I'm not sure what exactly I was thinking when I choose a all-in-one-day Birthing Class over the normal four weeks of one 2-hour class/week but alas we survived and I'm here to tell you about it.
At first I was on the fence if I wanted to take one of these classes although I'm not sure why, now I'm so glad we did!
Bright and early a few Saturdays ago V and I headed off to class with two pillows in hand. Where we live there is one (count that: ONE) hospital to deliver your baby, the other hospital doesn't do births and there is no certified birthing center here...so not a lot of options when it comes to "where will you deliver your baby".
We arrived to a big room full of women with full round bellies and husbands who were unsure of what to expect, I would say at least 15 couples all of whom where having their first child (all single baby pregnancies and only one couple didn't know baby's gender). I'll save you the minute-by-minute/play-by-play and say that I loved the class, as did V. It was sweet to see V so excited, taking a few notes and being wide-eyed during some of the videos (and yes grossed out at others).
There was a lot of discussion and three videos and I enjoyed it all, as did V. At the very end we got to tour the maternity ward, I got all sappy and teary-eyed knowing this would be the place our child comes into the world shortly. (As I get teary now). It was very comforting to get to know the rooms, the options and see some of the staff. I even noticed my Dr was on call that day which is silly but it made me happy.
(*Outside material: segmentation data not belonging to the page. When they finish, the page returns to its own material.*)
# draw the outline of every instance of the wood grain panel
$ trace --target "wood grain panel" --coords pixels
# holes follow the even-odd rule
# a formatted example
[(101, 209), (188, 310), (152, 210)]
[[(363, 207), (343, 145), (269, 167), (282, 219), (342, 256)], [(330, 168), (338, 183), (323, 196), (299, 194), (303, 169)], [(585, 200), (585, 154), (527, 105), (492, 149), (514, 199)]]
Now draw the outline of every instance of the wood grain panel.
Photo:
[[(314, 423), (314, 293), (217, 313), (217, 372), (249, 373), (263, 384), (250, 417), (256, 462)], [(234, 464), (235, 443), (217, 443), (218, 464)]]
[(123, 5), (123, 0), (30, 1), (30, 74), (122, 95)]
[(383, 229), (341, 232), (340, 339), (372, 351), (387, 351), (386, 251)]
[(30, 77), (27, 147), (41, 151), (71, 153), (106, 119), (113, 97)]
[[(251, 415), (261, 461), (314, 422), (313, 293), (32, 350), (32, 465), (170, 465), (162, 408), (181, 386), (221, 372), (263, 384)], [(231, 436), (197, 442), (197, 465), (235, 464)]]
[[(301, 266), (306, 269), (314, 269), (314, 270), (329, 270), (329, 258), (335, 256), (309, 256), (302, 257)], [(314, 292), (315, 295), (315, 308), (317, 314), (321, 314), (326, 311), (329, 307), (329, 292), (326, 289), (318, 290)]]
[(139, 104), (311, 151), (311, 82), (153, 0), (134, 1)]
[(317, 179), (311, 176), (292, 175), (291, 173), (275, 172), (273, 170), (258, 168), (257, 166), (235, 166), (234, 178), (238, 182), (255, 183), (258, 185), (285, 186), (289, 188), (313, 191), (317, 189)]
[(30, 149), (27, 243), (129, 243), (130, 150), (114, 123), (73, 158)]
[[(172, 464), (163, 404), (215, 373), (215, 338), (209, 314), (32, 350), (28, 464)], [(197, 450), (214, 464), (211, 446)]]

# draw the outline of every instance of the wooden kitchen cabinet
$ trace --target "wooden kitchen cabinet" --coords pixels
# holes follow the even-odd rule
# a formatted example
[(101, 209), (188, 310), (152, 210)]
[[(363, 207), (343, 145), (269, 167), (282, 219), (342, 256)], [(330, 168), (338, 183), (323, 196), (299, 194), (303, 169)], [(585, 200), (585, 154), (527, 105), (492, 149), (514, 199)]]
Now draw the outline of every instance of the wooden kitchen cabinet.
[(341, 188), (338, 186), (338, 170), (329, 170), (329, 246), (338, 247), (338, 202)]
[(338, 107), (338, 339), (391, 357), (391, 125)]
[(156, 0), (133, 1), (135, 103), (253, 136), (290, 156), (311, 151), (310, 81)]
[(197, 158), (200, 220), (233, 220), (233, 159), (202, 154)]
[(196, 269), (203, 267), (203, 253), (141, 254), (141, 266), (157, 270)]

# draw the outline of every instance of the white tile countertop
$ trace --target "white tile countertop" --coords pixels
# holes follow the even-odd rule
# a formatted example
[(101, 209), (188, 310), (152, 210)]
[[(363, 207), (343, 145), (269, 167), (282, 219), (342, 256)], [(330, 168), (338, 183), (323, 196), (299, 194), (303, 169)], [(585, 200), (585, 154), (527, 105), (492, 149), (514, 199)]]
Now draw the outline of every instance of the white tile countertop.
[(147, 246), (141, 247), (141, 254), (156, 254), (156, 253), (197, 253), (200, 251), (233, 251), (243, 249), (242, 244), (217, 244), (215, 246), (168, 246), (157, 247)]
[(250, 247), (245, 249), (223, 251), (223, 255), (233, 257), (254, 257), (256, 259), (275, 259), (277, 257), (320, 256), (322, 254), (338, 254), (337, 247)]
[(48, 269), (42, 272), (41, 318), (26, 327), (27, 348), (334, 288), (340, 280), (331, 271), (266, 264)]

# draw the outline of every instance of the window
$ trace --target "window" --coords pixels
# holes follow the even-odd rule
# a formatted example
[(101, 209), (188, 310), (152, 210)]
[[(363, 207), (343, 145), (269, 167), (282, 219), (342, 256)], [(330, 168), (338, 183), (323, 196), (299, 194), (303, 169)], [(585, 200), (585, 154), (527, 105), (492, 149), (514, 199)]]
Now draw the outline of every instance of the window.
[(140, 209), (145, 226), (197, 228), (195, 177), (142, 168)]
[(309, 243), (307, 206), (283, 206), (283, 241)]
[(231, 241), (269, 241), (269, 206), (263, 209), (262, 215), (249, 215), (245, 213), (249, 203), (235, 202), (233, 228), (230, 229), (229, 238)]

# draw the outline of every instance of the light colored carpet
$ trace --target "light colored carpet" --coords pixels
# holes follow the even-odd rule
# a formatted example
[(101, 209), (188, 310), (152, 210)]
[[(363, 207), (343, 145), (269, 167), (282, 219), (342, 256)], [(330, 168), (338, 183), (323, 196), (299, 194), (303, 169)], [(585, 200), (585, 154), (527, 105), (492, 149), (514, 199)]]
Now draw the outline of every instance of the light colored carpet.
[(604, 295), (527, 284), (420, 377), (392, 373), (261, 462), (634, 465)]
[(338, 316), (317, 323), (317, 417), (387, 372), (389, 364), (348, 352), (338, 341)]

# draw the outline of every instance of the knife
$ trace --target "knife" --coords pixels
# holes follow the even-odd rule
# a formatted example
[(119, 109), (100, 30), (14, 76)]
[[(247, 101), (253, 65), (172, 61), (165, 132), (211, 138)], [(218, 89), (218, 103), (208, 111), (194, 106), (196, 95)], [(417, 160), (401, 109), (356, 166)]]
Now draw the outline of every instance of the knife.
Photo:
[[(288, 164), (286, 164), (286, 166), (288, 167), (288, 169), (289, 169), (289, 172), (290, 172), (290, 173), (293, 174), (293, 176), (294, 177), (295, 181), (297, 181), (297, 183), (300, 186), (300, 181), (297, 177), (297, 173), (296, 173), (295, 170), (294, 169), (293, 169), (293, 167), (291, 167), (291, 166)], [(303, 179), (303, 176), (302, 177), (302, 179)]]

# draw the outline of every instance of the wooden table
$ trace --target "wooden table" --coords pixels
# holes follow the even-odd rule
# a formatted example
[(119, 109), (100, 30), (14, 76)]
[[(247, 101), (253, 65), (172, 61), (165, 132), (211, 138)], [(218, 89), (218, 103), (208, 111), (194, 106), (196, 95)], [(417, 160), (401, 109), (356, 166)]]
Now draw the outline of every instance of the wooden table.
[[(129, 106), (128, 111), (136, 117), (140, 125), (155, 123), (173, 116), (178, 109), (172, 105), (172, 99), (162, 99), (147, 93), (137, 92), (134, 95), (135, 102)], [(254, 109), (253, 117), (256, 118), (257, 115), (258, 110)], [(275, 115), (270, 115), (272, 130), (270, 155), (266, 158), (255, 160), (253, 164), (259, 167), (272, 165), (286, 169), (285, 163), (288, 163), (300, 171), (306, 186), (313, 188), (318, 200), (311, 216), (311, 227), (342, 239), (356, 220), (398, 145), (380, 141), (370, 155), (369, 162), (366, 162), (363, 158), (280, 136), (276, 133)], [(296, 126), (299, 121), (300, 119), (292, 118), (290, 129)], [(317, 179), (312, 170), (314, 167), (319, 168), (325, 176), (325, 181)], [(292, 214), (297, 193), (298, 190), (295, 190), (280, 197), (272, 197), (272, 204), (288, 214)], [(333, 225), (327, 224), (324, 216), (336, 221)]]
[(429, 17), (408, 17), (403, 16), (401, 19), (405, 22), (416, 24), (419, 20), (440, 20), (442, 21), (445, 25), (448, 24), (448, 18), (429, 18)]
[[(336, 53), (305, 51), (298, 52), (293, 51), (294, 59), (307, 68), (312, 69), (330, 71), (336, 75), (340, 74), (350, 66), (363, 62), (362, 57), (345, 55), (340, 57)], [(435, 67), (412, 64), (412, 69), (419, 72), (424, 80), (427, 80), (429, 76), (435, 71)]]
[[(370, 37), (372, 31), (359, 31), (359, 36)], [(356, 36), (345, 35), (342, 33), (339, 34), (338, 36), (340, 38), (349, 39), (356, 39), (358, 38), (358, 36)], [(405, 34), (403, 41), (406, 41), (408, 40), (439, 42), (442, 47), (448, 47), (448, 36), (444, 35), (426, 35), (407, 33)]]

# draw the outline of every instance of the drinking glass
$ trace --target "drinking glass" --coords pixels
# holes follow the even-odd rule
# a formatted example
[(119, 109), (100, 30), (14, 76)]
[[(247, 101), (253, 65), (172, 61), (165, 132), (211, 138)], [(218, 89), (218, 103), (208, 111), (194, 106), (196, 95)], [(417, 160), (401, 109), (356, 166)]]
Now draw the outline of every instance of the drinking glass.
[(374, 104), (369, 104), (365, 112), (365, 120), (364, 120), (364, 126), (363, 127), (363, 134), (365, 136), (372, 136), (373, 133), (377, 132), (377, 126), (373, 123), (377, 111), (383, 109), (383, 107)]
I bet you're wondering if I have a "birthing plan" like so many do these days. The short answer is no. I've never been in labor, I have no idea what it will be like or what I can/can't handle so I don't feel like planning that is realistic. Do I have preferences? You bet your sweet toushie! V and I have discussed my preferances at length and I'll write the most important ones down (and yes bring them to the hospital). The best I can do is be open-minded and have goals, my ultimate goal being to avoid a c-section unless absolutley medically necessage. But in the end the most important thing is that baby boy and I are healthy and safe, period.
Next up, breastfeeding class. Like my birth-plan (or lack thereof) I hope to be able to breastfeed little guy. I'll do my best and hope for the best and thus want to take a class in hopes of increasing my odds but if it doesn't work out that is ok too. I think society and women put way too much pressure on ourselves when it comes to birth and breastfeeding etc. All we can do is try and I'll do my best.